Onion Confit Pizza (Pissaladière)
This is the pizza of Provence, rich with onions that have been cooked down with herbs, butter and olive oil to make a thick, golden confit.

Ingredients:

For the onion confit:

  • 4 Tbs. (1/2 stick) unsalted butter
  • 3 1/2 lb. yellow onions, sliced 1/4 inch
      thick
  • 2 fresh bay leaves or 1 dried bay leaf
  • 4 large fresh thyme sprigs
  • 4 fresh winter savory sprigs
  • 1 tsp. freshly ground pepper
  • 1/2 tsp. salt
  • 4 Tbs. extra-virgin olive oil

For the dough:

  • 5 tsp. (2 packages) active dry yeast
  • 1 cup warm water (105°F)
  • 1 tsp. sugar
  • 1 tsp. salt
  • 2 Tbs. extra-virgin olive oil
  • About 3 1/2 cups all-purpose flour

  • 20 anchovy fillets
  • 20 oil-cured black olives
  • 2 tsp. olive oil
  • 2 Tbs. minced fresh marjoram

Directions:

Preheat an oven to 300°F.

To make the onion confit, cut the butter into several pieces and place in a shallow baking dish large enough to hold the onions in a heaping layer 1 to 1 1/2 inches deep. (If the onions are spread too thinly, they will fry rather than "melt" into a confit.) Put the dish in the oven to melt the butter, about 5 minutes. Remove the dish and place half the sliced onions in it. Tear the bay leaves into 2 or 3 pieces and scatter half of the pieces over the onions. Then add 2 each of the thyme and winter savory sprigs, 1/2 tsp. of the pepper and 1/4 tsp. of the salt. Drizzle with 2 Tbs. of the olive oil. Repeat with the remaining onions, seasonings and olive oil, piling them on top.

Return the dish to the oven and bake, turning the onions every 10 to 15 minutes, until they are a light golden brown and have reduced in volume by nearly half, 1 to 1 1/2 hours. Remove from the oven and discard the bay, thyme and winter savory.

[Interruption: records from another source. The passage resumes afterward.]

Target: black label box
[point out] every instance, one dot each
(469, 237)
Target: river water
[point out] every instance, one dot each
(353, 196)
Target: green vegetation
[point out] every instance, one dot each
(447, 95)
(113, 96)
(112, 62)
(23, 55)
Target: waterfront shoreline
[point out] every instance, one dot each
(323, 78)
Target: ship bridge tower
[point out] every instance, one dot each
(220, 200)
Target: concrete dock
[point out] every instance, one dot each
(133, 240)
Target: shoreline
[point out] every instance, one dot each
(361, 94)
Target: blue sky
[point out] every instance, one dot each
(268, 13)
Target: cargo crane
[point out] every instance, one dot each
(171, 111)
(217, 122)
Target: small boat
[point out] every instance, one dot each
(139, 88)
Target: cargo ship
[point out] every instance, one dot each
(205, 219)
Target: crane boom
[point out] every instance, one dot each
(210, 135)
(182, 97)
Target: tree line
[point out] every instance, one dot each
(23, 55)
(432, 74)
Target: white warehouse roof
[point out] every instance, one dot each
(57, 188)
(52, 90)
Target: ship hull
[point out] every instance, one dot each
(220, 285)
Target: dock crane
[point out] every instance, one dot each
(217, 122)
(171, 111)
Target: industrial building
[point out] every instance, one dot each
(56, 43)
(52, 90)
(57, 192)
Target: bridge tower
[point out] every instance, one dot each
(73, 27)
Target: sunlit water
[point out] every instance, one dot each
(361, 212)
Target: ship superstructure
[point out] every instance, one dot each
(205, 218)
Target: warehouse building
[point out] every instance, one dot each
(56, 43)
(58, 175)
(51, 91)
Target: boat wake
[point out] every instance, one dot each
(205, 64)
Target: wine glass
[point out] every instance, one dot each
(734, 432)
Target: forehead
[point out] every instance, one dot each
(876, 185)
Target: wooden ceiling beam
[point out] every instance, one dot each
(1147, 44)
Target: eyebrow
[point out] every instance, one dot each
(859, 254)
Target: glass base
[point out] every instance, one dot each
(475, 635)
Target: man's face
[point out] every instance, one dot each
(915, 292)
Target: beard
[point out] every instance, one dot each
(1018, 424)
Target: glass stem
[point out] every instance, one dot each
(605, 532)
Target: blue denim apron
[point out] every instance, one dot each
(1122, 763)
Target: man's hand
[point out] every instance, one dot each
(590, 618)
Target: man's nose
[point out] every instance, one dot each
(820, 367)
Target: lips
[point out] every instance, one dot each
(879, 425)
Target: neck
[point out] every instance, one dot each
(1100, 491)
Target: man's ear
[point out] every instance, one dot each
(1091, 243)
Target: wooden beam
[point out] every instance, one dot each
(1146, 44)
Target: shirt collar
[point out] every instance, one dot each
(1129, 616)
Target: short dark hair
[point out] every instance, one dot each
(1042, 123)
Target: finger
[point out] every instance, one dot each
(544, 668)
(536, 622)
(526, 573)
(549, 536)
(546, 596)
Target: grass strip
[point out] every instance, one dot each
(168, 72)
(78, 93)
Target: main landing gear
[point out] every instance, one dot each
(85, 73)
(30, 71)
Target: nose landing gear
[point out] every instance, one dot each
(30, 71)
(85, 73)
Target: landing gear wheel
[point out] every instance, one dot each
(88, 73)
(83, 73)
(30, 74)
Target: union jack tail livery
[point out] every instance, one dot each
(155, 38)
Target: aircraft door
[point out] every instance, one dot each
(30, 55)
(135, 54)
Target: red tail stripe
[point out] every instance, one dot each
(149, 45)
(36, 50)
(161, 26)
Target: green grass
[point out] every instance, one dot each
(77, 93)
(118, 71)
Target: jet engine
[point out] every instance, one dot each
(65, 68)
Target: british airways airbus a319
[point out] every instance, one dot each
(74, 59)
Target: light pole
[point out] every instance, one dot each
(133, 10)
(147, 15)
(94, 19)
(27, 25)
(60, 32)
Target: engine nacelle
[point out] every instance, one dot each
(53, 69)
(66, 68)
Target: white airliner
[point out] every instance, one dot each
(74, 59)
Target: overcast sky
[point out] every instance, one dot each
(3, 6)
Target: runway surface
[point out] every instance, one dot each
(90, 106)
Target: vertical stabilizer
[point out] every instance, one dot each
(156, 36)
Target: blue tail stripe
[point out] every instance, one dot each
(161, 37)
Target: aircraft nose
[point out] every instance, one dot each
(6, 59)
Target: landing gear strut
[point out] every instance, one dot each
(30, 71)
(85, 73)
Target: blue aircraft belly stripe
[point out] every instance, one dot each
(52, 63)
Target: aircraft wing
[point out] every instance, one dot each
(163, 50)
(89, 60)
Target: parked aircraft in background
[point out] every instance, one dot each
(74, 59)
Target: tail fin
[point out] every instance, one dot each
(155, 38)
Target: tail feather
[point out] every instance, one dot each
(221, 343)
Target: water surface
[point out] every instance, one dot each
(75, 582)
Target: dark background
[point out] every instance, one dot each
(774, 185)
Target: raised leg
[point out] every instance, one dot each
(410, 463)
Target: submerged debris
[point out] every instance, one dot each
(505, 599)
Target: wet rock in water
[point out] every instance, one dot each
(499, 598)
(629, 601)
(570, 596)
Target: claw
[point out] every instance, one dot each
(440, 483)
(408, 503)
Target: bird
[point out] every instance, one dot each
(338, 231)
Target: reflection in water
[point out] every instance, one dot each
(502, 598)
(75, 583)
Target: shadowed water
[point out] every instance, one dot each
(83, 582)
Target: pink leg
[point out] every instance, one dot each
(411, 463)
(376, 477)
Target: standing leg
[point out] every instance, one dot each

Meanwhile, make the dough: In a small bowl, dissolve the yeast in the warm water. Add the sugar and let stand until foamy, about 5 minutes.

In a food processor, combine the yeast mixture, the salt, 1 Tbs. of the olive oil and 3 cups of the flour. Process until the ingredients come together into a ball. If the dough is too wet, add as much of the remaining 1/2 cup flour, a little at a time, as needed to form a smooth, firm ball. If the dough is too dry, add dribbles of warm water until the ball forms. Continue to process after the ball has formed until the dough is silky but firm, 3 to 4 minutes. Turn out the dough onto a well-floured work surface, and knead until the dough is smooth and elastic, 4 to 5 minutes.

Oil a large bowl with the remaining 1 Tbs. olive oil. Place the dough ball in the bowl and turn the dough to coat the surface with oil. Cover with a clean, damp kitchen towel and let stand in a warm place until the dough doubles in size, 1 to 1 1/2 hours. Punch down the dough, re-cover the bowl with the towel and let rest for 30 minutes.

Position a rack in the upper third of an oven and preheat to 500°F.

Punch down the dough and turn out onto a floured work surface. Roll out the dough into a rectangle about 13 by 19 inches. Sprinkle a little flour on the bottom of a 12-by-18-inch baking sheet. Lay the dough on it, patting it up the sides to make a crust. Spread the surface with the onion confit, then arrange the anchovies and olives evenly over the surface.

Bake until the bottom of the crust is crisp and the edges are lightly browned, 12 to 15 minutes. Remove from the oven. While hot, drizzle with the 2 tsp. olive oil, then sprinkle with the marjoram.

Cut the pissaladière into rectangles about 3 by 3 1/2 inches and serve warm or at room temperature.
Serves 10.
Adapted from Williams-Sonoma Savoring Series, Savoring France, by Georgeanne Brennan (Time-Life Books, 1999).